For scanned PDFs, `PDFLoader` automatically detects the absence of a text layer and routes to an OCR provider. Any object implementing `extract_text(image: bytes) -> str` qualifies — no subclassing required.

```python
from agentic_kie import PDFLoader, OCRProvider

class TextractProvider:
    def extract_text(self, image: bytes) -> str:
        # call AWS Textract (or any OCR service)
        ...

loader = PDFLoader(ocr_provider=TextractProvider())
doc = loader.load(Path("scanned_form.pdf"))

print(doc.is_ocr)    # True
print(doc.full_text)
```

The `dpi` and `text_threshold` parameters let you control rendering resolution and the sensitivity of the native-text detection heuristic:

```python
loader = PDFLoader(
    ocr_provider=TextractProvider(),
    dpi=300,            # higher DPI improves OCR accuracy on dense documents
    text_threshold=50,  # minimum avg characters/page to skip OCR
)
```

### Error handling

All document-level failures raise from a common `DocumentLoadError` base, making them easy to catch together or individually:

```python
from agentic_kie import (
    DocumentLoadError,
    CorruptDocumentError,
    PasswordProtectedError,
    EmptyDocumentError,
    OCRNotConfiguredError,
)

try:
    doc = loader.load(path)
except PasswordProtectedError:
    print("Document is encrypted")
except OCRNotConfiguredError:
    print("Scanned document detected — provide an OCR provider")
except DocumentLoadError as e:
    print(f"Load failed: {e}")
```

---

## Extraction strategies

The extraction layer is under active development.

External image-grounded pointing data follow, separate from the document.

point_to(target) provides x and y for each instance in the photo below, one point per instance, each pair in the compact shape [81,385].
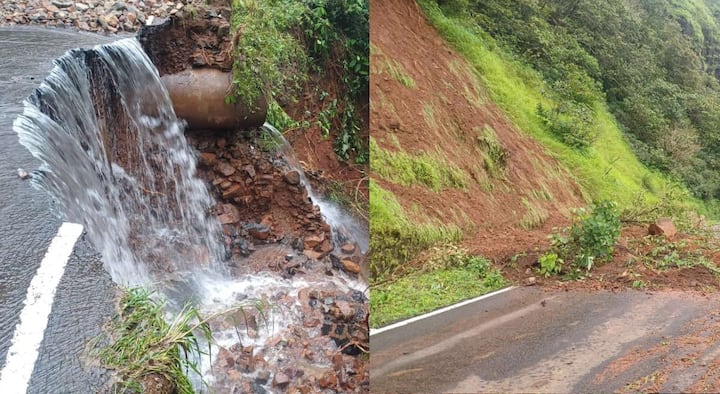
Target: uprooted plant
[140,343]
[590,240]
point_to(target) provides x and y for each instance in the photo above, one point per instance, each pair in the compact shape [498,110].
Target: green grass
[395,238]
[423,169]
[140,342]
[422,292]
[608,170]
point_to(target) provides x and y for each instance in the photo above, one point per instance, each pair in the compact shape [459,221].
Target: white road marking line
[376,331]
[29,333]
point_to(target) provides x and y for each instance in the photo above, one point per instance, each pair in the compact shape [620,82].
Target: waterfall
[114,158]
[345,228]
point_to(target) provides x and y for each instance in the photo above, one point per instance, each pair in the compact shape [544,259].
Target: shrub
[590,238]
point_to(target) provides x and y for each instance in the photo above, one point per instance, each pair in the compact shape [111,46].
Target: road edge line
[376,331]
[30,331]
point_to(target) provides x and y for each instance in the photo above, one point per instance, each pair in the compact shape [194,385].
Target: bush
[590,239]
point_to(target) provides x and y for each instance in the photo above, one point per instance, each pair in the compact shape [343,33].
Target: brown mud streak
[449,86]
[270,225]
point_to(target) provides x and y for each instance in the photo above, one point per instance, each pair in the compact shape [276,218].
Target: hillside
[479,153]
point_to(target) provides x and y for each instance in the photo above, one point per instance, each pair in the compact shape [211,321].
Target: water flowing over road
[27,225]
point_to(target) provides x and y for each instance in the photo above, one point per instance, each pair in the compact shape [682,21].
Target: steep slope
[449,156]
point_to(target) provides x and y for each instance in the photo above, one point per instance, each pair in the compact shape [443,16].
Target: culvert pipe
[198,96]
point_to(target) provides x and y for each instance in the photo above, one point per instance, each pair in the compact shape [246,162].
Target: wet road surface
[27,225]
[532,340]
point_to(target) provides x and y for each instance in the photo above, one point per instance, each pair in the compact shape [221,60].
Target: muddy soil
[272,227]
[445,111]
[640,261]
[274,231]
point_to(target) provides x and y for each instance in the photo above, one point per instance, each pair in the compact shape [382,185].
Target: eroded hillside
[446,152]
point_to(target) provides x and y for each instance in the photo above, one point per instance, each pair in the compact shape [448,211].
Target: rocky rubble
[93,15]
[271,226]
[262,202]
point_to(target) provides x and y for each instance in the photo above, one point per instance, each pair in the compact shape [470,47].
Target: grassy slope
[607,170]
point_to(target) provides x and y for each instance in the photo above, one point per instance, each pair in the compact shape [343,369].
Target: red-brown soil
[402,38]
[447,85]
[317,154]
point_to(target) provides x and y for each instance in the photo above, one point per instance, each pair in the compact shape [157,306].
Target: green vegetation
[140,343]
[494,155]
[422,169]
[280,44]
[607,169]
[561,67]
[396,238]
[450,275]
[590,240]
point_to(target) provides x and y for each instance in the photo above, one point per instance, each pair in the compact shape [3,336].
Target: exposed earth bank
[93,15]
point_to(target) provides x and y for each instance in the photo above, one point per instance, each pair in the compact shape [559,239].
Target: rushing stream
[114,158]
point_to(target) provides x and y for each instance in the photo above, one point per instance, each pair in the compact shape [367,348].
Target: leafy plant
[590,238]
[550,264]
[140,342]
[278,43]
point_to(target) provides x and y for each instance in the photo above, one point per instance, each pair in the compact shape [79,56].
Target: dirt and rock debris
[272,227]
[96,15]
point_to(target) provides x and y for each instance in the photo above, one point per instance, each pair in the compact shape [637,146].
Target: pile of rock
[91,15]
[263,202]
[300,358]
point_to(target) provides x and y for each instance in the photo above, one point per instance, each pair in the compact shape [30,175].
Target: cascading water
[345,228]
[114,157]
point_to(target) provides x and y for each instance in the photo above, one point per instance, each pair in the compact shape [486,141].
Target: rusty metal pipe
[198,96]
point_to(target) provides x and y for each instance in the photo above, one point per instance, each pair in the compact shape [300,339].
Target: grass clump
[450,275]
[494,154]
[140,342]
[395,239]
[423,169]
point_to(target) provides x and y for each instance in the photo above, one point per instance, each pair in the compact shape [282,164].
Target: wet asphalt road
[84,297]
[571,342]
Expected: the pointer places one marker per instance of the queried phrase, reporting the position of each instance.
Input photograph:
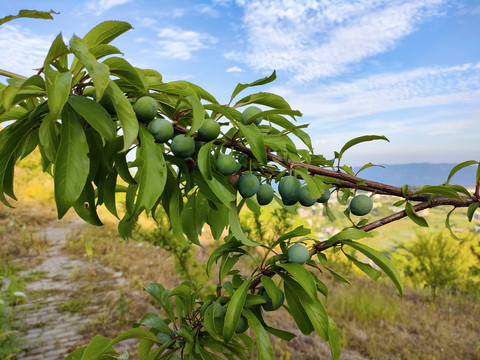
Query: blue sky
(409, 69)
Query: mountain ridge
(418, 174)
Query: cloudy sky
(407, 69)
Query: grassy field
(374, 322)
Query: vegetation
(80, 145)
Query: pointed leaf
(254, 137)
(96, 115)
(359, 140)
(458, 167)
(72, 163)
(380, 260)
(234, 310)
(58, 89)
(97, 71)
(264, 347)
(263, 81)
(125, 114)
(236, 228)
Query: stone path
(52, 334)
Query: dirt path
(52, 330)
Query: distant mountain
(419, 174)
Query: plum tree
(209, 130)
(183, 146)
(61, 111)
(361, 205)
(226, 164)
(146, 108)
(250, 112)
(305, 198)
(325, 197)
(265, 194)
(161, 129)
(248, 185)
(298, 254)
(289, 189)
(268, 305)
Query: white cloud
(100, 6)
(176, 43)
(388, 92)
(235, 69)
(315, 39)
(22, 51)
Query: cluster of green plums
(290, 188)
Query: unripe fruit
(289, 188)
(146, 108)
(161, 129)
(324, 198)
(226, 165)
(264, 194)
(183, 146)
(361, 205)
(249, 112)
(268, 306)
(233, 179)
(305, 198)
(218, 310)
(209, 130)
(298, 254)
(242, 325)
(248, 185)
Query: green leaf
(380, 260)
(447, 224)
(303, 277)
(125, 114)
(122, 68)
(34, 14)
(359, 140)
(198, 115)
(234, 311)
(458, 167)
(366, 268)
(420, 221)
(71, 164)
(254, 137)
(58, 89)
(236, 228)
(105, 32)
(85, 206)
(337, 276)
(333, 339)
(315, 190)
(204, 163)
(152, 173)
(349, 233)
(272, 290)
(96, 347)
(96, 115)
(471, 210)
(264, 98)
(200, 92)
(263, 81)
(229, 247)
(98, 72)
(264, 347)
(58, 54)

Two strategies are planned:

- **Single-pass**: issues one structured prompt and parses the response directly against a Pydantic schema. Fast and predictable; suitable for well-structured documents.
- **Agentic**: a [LangChain](https://python.langchain.com/)-powered agent loop that can reason iteratively, call tools, and refine its output over multiple steps. Better suited for complex or ambiguous documents.

Both strategies will accept a `PDFDocument` and a user-defined Pydantic schema, and return a validated extraction result.

---

## Contributing

See [CONTRIBUTING.md](CONTRIBUTING.md) for development setup, available `make` targets, and the CI/CD pipeline.